To help area healthcare execs and business owners gain perspective on the tumultuous state of healthcare in the U.S., the Greater Miami Chamber of Commerce recently hosted a well-attended luncheon and panel discussion on healthcare.
The event was called “What’s Next After the Supreme Court Rules?” but that moniker’s a bit misleading. Judging from its name, the CareCloud reps that attended the event were expecting it to center on politically divisive arguments for and against the Patient Protection and Affordable Care Act.
Thankfully, that wasn’t the case.
All three of the leaders on the Chamber’s event panel felt favorably toward the healthcare reform legislation. But what made their dialogues truly engaging were their highly informed views on how much more needs to be done from the inside out to improve the healthcare system in America.
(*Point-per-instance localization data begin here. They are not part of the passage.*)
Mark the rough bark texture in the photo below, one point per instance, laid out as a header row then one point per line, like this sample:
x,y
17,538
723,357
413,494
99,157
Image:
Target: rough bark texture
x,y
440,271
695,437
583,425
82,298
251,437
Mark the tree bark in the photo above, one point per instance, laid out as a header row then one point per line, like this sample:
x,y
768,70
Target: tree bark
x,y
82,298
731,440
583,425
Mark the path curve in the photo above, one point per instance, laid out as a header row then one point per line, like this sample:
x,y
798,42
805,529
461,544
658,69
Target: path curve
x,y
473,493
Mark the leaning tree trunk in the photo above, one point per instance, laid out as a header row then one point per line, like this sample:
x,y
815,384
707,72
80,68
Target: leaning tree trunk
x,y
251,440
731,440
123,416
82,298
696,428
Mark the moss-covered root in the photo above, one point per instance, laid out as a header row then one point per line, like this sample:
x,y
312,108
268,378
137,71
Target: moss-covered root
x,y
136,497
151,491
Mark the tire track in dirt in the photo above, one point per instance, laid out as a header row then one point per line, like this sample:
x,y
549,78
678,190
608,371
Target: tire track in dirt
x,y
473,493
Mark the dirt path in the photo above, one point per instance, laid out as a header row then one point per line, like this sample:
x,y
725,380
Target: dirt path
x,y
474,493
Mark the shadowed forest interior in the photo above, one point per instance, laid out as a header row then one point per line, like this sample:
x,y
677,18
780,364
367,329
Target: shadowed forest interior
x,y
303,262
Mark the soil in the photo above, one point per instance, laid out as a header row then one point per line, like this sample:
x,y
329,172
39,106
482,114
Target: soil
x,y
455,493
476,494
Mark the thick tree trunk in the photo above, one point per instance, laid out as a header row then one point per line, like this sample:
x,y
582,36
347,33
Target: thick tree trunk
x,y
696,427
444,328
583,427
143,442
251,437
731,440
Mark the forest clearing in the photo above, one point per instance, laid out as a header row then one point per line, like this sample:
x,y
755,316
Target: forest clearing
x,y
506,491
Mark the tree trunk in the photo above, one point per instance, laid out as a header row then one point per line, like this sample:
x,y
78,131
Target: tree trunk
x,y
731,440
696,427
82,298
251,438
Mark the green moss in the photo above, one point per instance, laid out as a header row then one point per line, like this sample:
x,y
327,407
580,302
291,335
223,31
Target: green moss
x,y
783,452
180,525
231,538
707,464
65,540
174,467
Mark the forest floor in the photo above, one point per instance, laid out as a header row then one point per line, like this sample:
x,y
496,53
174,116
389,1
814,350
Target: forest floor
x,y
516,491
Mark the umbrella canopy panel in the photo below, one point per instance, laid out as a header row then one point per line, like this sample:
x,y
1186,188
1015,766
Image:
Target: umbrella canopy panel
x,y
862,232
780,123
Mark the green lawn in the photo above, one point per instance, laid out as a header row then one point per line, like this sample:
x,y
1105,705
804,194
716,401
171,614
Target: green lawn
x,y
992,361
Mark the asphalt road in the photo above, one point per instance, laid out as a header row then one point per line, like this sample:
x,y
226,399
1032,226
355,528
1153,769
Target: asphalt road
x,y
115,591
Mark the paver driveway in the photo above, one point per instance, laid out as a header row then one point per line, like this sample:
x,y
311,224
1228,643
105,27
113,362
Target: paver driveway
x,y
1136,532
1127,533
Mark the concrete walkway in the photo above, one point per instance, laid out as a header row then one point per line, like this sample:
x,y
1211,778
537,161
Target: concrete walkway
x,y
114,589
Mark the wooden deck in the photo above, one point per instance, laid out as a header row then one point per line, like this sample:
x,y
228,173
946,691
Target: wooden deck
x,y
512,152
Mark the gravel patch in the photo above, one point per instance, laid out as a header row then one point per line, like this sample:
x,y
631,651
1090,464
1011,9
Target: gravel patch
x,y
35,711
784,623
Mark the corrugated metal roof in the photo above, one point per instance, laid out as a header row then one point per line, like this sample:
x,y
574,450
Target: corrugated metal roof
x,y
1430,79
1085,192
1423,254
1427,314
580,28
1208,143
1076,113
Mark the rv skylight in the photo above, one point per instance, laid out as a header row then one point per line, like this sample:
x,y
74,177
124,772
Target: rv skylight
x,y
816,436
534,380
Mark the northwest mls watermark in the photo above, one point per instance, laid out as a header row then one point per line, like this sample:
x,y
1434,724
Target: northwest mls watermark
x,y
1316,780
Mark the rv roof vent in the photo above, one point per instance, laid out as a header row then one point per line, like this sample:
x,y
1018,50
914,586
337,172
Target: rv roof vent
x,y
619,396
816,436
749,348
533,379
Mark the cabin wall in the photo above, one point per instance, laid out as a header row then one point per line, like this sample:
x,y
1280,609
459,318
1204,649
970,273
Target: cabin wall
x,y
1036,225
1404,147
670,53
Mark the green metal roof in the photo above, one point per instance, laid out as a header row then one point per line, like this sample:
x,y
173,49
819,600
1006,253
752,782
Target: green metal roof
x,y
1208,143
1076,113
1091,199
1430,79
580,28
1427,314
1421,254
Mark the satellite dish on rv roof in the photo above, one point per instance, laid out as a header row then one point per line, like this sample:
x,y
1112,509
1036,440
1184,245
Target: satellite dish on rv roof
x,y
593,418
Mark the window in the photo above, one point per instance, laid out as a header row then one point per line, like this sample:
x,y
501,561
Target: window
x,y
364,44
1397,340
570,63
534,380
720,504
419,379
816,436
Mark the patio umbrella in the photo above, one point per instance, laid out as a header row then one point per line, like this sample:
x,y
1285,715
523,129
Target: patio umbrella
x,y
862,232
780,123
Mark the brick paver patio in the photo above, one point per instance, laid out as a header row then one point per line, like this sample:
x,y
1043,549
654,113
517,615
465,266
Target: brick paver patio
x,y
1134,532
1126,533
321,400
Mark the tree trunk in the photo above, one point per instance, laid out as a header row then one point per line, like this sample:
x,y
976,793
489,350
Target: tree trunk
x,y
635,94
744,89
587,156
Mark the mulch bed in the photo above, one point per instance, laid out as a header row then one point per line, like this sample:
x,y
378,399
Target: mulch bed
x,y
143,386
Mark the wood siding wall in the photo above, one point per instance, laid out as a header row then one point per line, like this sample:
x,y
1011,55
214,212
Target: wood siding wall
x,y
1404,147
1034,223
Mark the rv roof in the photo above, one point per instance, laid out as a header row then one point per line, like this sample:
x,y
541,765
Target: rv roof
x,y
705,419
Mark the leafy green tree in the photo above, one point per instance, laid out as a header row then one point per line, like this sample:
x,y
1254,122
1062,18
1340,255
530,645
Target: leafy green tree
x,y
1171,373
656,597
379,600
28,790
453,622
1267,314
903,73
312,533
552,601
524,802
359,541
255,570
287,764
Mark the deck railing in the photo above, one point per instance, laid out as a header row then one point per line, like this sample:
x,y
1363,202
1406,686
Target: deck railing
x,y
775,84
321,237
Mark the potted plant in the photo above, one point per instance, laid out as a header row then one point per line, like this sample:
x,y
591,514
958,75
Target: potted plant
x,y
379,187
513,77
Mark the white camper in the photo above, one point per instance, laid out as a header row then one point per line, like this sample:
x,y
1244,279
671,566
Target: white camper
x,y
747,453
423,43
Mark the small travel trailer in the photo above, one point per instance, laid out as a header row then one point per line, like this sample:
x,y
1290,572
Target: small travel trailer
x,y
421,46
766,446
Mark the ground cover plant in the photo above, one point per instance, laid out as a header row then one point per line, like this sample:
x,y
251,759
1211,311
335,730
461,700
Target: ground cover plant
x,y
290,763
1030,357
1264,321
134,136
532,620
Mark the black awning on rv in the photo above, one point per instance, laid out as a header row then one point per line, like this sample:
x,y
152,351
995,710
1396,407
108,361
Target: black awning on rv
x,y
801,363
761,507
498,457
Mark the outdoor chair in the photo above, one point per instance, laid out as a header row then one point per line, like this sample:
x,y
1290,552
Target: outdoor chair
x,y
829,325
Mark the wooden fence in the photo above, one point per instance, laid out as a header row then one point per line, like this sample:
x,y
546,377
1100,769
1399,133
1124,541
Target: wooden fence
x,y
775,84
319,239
After introductions by the Chamber’s Healthcare Committee Chairman Christopher Dudley, each panelist approached the issue from his own unique perspective. Brian Keeley, President & CEO of Baptist Health South Florida – the region’s largest faith-based, not-for-profit healthcare organization – posed the hospital executive’s point of view.
Patrick J. Geraghty, Chairman & CEO of Florida Blue – the state’s arm of Blue Cross Blue Shield, which covers a third of all Floridians – spoke on behalf of a major insurer.
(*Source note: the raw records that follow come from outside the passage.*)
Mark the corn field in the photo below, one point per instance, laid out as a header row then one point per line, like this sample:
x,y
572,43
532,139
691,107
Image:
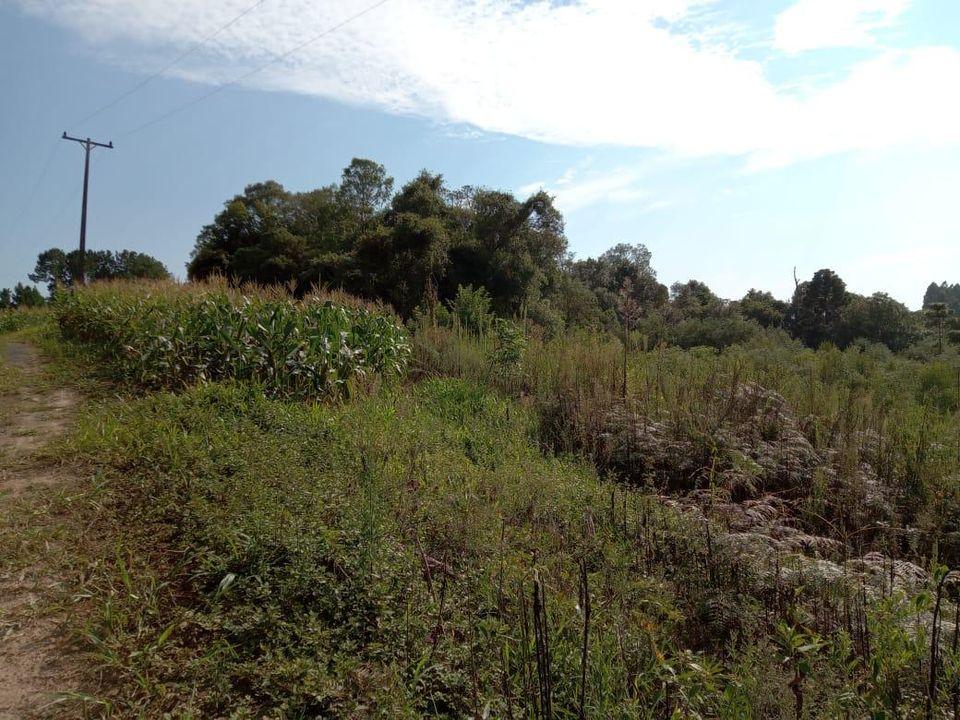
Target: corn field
x,y
165,336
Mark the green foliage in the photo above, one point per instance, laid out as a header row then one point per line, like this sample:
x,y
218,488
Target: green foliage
x,y
763,309
56,267
26,296
878,318
12,320
396,248
816,308
945,293
169,336
471,309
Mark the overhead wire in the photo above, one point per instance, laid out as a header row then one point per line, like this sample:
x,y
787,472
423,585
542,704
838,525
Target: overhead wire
x,y
28,202
245,76
150,78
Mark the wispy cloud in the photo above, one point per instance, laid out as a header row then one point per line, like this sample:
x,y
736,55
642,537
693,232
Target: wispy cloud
x,y
583,73
579,187
814,24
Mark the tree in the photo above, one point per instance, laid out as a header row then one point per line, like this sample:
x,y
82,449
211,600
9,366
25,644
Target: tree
x,y
694,299
816,308
27,296
878,318
605,276
56,267
943,293
247,240
937,315
365,187
763,308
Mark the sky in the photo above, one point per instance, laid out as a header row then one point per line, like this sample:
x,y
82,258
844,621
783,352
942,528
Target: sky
x,y
740,141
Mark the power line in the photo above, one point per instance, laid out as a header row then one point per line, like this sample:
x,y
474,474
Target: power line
x,y
33,191
236,81
88,145
143,83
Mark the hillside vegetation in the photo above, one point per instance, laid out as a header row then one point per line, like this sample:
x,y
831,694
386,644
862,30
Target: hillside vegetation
x,y
484,520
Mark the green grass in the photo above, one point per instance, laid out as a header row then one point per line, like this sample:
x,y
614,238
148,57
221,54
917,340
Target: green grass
x,y
431,548
379,559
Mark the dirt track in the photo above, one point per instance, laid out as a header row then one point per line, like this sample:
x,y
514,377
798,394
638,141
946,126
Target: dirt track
x,y
36,666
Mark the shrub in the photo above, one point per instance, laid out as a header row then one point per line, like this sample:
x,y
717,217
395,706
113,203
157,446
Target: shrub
x,y
165,336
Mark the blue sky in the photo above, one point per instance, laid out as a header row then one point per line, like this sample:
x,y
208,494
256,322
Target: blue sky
x,y
736,139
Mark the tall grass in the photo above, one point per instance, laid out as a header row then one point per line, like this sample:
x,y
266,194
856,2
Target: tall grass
x,y
12,320
531,529
168,336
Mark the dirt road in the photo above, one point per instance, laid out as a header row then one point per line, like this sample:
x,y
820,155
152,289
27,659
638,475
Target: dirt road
x,y
36,665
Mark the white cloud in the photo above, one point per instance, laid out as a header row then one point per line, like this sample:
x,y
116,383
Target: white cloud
x,y
586,73
578,188
813,24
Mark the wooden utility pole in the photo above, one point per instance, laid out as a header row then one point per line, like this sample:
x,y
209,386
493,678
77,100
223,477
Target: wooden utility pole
x,y
88,145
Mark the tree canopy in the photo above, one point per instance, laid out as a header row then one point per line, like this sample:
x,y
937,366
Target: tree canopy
x,y
57,267
426,245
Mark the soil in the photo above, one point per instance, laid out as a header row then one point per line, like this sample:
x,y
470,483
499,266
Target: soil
x,y
37,666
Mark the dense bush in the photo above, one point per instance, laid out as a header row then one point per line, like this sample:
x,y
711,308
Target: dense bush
x,y
19,318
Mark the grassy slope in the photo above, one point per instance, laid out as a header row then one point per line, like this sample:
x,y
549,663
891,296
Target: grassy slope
x,y
368,559
382,558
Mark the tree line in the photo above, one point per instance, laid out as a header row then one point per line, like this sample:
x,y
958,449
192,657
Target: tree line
x,y
429,246
57,267
460,253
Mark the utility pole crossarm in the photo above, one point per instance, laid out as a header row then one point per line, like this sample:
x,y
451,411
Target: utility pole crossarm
x,y
88,145
83,141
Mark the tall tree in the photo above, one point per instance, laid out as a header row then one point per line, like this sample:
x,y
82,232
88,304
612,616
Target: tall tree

And Dr. Pedro “Joe” Greer, Assistant Dean for Academic Affairs and Chair of the Department of Humanities, Health and Society at the Florida International University School of Medicine, discussed matters as both a longtime healthcare provider and prominent medical educator.
Despite their varied backgrounds, all three healthcare leaders felt passionately that improving the state of healthcare requires increasing access to care, educating and engaging patients, and implementing a greater focus on prevention, wellness and primary care across the board in order to lower costs.
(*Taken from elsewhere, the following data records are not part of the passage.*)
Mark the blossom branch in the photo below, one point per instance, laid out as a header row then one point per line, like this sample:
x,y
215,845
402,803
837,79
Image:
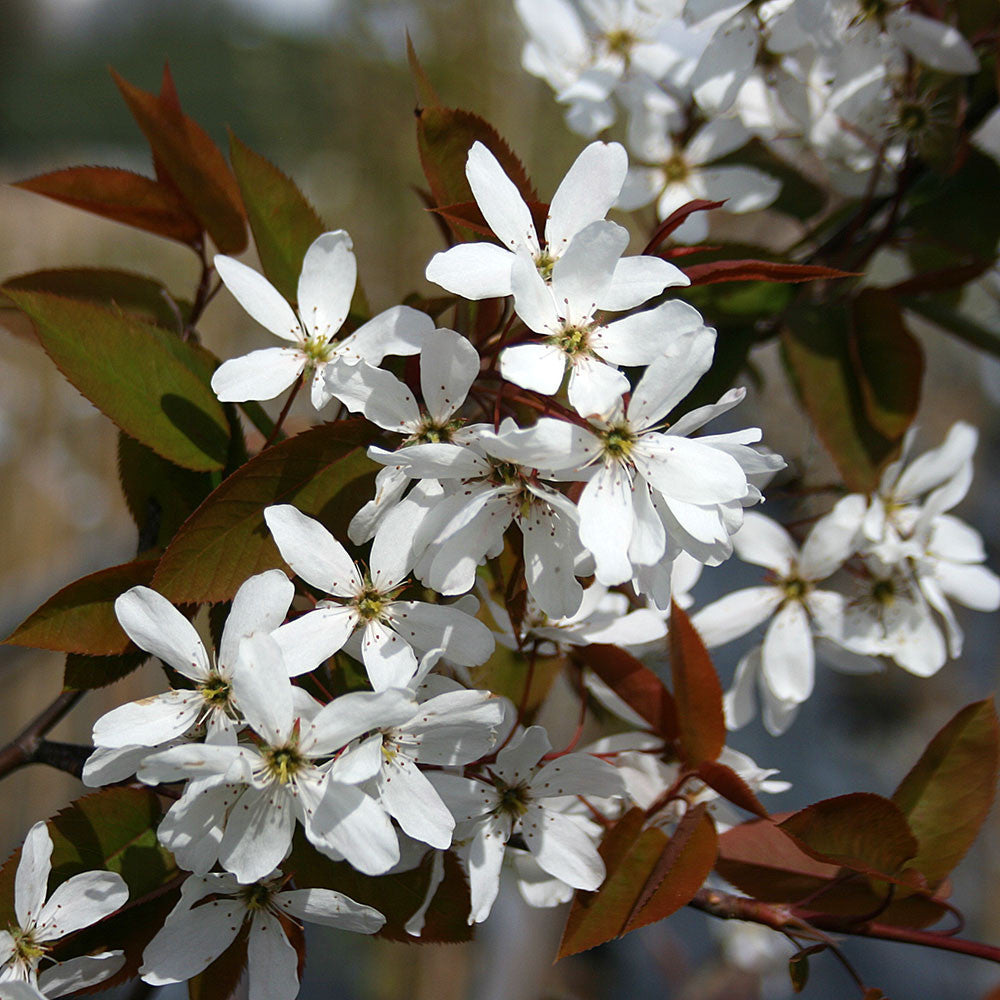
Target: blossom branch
x,y
728,906
27,746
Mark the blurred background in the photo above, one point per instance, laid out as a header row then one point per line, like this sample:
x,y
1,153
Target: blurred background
x,y
322,88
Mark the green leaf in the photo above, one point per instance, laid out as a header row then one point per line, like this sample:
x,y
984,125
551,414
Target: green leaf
x,y
160,495
861,831
122,196
144,379
649,876
948,793
143,297
697,692
635,684
80,618
281,219
397,896
184,150
889,362
323,471
815,343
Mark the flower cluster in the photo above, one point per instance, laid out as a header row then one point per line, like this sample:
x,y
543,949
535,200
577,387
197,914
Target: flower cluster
x,y
871,580
848,82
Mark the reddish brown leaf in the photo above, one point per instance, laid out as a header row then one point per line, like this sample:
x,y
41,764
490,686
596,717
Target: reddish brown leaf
x,y
185,152
762,861
730,786
676,219
444,137
860,831
635,684
760,270
948,793
80,618
697,693
679,872
120,195
888,362
649,876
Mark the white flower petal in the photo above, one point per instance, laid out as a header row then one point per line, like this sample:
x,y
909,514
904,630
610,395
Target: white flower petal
x,y
79,902
261,374
259,298
472,270
500,201
326,284
606,523
334,909
311,551
150,721
463,639
562,848
260,605
787,657
534,366
736,614
413,802
354,825
32,876
589,189
77,973
272,962
258,833
637,279
156,626
449,365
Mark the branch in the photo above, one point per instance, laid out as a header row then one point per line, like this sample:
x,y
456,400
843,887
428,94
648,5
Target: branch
x,y
784,918
27,746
“The healthcare costs in the United States, in my estimation, are indefensible,” said Mr. Keeley in his introductory remarks. “We are bankrupting the country in no uncertain terms, and from a global economic standpoint, the U.S. can never be competitive unless we get some type of control over this.”
In particular, it was enlightening to learn what forward-thinking steps Florida Blue, under Mr. Geraghty’s guidance, is taking to enhance engagement and get involved with healthcare consumers. The insurer has opened ten Florida Blue retail centers around the state, where they provide in-person service and guidance to customers. At the centers, Florida Blue representatives help patients resolve problem claims, provide on-site health risk assessments and help individuals purchase the right coverage for them.
Geraghty spoke at length about how insurers and healthcare organizations need to achieve greater alignment and work to share an enhanced focus on incentivizing improved patient outcomes.
“Healthcare reform means that everyone has to change,” said Geraghty. “Getting that alignment right is what is really going to change healthcare in this country. The Affordable Care Act is the ‘guidelines and goalposts,’ if you will. The real change has to happen in the community where care gets delivered, where we think about health and wellness.”
Walking away from the event, we can’t say we learned exactly what changes are coming down the pipe for healthcare in America. But we did gain a renewed sense of perhaps what should be next to come – progress toward accessible, team-led care, greater incentivization for personal wellness, and lower costs for all as a result.
Let’s hope that really is “what’s next.”
Thanks to the Miami Chamber for hosting the event and to the panelists for such an insightful talk!